Dentro de este nuevo marco de reinterpretación de la seguridad de estos servicios esenciales, el 24 de junio de 2011, el Consejo de Ministros aprobó la Estrategia Española de Seguridad. En dicho documento, concretamente en su capítulo 4, se recogen las infraestructuras, suministros y servicios críticos así como las principales amenazas ante las que están expuestas, haciendo una mención expresa a los ciberataques. Desde el 2011, la Estrategia Española de Seguridad se ha ido actualizando año tras año hasta este 2015.

En efecto, la gran mayoría de las Infraestructuras Críticas tienen un nivel de dependencia tecnológico altísimo y son especialmente susceptibles a ciberataques que pueden llegar a superar en daños a los ocasionados por ataques mediante medios físicos. La mencionada Ley 08/2011, desde la concepción global e integral de la seguridad de dichas instalaciones,   establece la necesidad de que en los Planes de Seguridad de los operadores, se contemplen las amenazas cibernéticas así como las medidas de protección a adoptar para reducir el riesgo.

Este proceso legislativo, parece haber culminado por ahora, con la aprobación del borrador, de lo que será la futura Ley Orgánica de Seguridad Nacional. A la espera de su publicación definitiva en el BOE,  según los organismos oficiales, la nueva ley persigue potenciar las capacidades del Estado para responder a desafíos y amenazas y define competencias en materias como la ciberseguridad, seguridad marítima y seguridad financiera, así como el medio ambiente, la energía, los transportes y las telecomunicaciones.

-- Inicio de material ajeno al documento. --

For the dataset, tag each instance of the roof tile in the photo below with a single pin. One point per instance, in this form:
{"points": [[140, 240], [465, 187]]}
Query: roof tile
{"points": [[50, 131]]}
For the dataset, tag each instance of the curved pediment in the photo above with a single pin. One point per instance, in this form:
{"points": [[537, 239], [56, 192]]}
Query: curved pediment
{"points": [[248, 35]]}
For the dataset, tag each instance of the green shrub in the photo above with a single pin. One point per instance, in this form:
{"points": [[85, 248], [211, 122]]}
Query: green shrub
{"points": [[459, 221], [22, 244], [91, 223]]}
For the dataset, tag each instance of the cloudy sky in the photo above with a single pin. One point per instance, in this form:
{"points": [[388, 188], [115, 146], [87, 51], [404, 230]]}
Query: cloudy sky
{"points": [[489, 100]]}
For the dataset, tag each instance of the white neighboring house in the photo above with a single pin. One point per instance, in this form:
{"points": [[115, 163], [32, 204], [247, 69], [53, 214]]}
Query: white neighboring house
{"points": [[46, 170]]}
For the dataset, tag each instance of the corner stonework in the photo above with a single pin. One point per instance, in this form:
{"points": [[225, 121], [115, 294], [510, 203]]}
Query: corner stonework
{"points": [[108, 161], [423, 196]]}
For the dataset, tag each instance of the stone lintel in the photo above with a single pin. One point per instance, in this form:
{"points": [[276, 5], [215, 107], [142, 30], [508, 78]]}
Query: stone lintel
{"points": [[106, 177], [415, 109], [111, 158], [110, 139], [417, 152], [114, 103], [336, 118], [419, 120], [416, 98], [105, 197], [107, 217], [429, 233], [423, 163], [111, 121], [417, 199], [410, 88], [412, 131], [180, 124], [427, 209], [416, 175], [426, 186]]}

Nunca hasta ahora las infraestructuras que prestan servicios básicos a la ciudadanía y a las administraciones públicas, han sido tan importantes para el normal funcionamiento de las sociedades occidentales y a la vez habían estado tan amenazadas. También es cierto que nunca hasta ahora  había habido una toma de conciencia tan homogénea y extendida entre el sector privado y público acerca de la necesidad de su protección para el mantenimiento de los servicios prestados.